Question surprenante, alors il faut que je fasse un calcul, il y a 12, 13 ans j’étais encore dans une période entre deux, je n’avais pas complétement fait le choix de m’engager dans la culture, j’ai décidé à peu près à cette période-là de me lancer à cent pour cent dans le cinéma et donc je me suis mis en indépendant, j’ai arrêté mon activité à temps partiel que j’avais dans la communication pour SS2I, une entreprise qui travaille dans l’informatique, j’y ai appris beaucoup de choses. Il y avait un peu plus de douze ans, j’avais déjà travaillé pour des structures dans le cinéma, pas très solides, Émergence par exemple. Elle avait été créée par Elisabeth Depardieu, qui était un tremplin qui permettait à de jeunes réalisateurs de courts de réaliser leur long, une sorte de Sundance à la française. Elle n’existe plus aujourd’hui
Où était ce lieu ?
Les premières années c’était près d’Avignon, ensuite c’était au Centre National de Rugby dans l’Essonne à Linas et Marcoussis
Y-a-t-il eu des réalisateurs qui en sont sortis ?
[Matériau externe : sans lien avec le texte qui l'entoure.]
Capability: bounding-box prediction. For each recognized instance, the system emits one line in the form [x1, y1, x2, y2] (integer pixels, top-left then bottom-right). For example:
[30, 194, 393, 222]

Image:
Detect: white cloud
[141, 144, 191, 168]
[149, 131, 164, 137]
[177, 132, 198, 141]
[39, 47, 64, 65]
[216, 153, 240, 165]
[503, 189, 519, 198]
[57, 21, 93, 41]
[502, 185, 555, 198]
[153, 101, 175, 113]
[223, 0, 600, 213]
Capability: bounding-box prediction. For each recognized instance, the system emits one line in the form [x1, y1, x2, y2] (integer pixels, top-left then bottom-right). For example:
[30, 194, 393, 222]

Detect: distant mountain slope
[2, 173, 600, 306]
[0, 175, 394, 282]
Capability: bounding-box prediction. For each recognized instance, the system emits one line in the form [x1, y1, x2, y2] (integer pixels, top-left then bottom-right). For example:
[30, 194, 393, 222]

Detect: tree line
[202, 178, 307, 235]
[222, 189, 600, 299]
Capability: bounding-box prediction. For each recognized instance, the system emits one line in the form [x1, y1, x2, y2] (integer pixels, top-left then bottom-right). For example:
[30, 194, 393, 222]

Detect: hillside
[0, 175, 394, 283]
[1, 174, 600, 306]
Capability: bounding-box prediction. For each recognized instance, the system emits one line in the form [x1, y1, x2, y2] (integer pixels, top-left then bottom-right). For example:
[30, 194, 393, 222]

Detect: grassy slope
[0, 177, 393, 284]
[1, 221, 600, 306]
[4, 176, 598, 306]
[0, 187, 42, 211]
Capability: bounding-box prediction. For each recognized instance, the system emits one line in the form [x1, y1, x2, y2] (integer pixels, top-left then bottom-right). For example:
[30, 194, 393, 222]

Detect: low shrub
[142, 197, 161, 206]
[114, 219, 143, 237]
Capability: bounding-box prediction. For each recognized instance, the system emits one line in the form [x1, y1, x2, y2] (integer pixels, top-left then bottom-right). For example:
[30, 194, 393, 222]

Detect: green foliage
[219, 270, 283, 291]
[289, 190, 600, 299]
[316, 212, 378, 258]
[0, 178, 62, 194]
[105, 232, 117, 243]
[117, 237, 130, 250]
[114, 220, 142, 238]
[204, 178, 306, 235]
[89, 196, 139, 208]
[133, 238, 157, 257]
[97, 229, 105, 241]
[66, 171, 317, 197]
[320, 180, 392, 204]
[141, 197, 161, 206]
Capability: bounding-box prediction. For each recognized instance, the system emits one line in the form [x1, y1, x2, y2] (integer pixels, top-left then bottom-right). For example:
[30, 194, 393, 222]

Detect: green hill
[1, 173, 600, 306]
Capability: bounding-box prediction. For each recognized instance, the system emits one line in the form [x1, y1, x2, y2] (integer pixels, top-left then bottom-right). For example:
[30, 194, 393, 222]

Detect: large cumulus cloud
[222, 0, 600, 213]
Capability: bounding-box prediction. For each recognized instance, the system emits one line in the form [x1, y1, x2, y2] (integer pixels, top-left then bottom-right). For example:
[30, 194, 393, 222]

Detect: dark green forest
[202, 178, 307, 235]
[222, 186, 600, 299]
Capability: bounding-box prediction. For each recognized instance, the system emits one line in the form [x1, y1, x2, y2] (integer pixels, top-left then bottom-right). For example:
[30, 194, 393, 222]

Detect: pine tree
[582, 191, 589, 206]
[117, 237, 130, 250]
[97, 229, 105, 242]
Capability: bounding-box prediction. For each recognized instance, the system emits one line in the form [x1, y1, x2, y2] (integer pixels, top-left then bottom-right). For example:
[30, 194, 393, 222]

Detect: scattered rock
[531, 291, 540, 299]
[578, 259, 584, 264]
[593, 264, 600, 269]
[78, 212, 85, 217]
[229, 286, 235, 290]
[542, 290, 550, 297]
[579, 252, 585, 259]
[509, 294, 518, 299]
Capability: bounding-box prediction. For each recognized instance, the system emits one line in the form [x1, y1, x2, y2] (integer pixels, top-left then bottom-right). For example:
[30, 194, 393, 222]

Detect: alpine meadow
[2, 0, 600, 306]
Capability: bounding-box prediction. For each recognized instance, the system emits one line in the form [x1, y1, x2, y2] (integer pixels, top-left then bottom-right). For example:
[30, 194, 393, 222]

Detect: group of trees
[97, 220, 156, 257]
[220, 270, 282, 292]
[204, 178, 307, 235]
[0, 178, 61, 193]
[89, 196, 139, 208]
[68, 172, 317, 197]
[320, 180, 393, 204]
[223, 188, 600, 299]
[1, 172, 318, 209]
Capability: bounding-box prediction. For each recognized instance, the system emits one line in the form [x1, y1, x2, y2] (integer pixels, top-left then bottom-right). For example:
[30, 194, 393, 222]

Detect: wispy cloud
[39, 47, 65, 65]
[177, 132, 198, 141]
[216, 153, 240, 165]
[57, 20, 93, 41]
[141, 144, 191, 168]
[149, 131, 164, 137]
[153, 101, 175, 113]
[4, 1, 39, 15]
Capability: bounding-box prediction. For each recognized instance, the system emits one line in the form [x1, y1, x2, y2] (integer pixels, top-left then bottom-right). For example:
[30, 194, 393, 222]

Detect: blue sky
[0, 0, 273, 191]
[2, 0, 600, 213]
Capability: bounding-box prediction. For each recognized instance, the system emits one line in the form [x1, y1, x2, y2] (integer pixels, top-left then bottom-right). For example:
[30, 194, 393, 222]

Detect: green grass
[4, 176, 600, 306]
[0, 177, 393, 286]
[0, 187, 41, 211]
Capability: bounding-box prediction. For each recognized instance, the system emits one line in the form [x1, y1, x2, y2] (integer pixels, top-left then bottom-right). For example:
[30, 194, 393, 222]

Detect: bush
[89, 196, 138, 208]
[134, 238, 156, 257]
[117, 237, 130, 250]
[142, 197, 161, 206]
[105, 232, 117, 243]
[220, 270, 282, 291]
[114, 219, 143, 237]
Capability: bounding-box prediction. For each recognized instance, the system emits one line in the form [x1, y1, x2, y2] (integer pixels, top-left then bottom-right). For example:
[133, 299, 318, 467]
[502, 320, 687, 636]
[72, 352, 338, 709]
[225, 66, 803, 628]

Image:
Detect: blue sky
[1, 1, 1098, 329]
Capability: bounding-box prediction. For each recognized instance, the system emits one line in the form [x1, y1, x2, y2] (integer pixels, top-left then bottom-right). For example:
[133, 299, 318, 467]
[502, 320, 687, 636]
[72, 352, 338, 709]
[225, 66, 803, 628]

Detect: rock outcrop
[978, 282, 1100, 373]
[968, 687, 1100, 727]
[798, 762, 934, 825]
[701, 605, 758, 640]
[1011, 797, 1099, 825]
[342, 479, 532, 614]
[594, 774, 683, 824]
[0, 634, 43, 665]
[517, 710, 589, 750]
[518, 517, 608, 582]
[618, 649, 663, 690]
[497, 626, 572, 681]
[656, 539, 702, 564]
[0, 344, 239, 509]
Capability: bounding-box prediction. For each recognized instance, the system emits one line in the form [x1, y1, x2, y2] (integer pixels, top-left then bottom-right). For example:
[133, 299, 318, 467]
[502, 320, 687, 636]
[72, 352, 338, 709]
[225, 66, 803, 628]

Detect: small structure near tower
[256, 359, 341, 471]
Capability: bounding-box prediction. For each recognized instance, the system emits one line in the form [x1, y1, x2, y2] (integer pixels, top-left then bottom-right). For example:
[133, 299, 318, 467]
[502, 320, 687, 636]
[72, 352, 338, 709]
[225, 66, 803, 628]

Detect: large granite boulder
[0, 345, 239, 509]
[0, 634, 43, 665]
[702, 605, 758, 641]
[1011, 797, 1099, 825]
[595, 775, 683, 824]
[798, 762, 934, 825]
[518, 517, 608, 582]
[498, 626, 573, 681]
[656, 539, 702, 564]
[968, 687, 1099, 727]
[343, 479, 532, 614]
Lafosse, Gibaja par exemple
Et qu’y faisiez-vous ?
Avec Thierry Jousse, je faisais de la programmation dans le cadre de cet événement. Il durait plusieurs semaines, nous animions des rencontres, j’étais plus précisément dans l’organisation. C’était un vrai moment de partage, il y avait des gens très expérimentés, comme Bruno Nuytten, le célèbre chef opérateur, réalisateur de Camille Claudel, donc pour répondre à votre question, pendant un certain temps c’était compliqué comme pour beaucoup de gens dans la culture, j’ai cumulé mes activités culturelles, j’ai même commencé Close-Up, avant cela s’appelait Ville et Cinéma, à Nantes puis à Paris, mais on n’avait pas d’argent,

Vous aviez donc déjà à l’époque ce projet en tête
Cela fait bien treize ans qu’on réfléchissait sur cette thématique avec Aldo Bearzallo, le cofondateur ; on s’était connu à la Sorbonne ; j’avais donc une activité rémunératrice et puis des projets que j’ai initiés.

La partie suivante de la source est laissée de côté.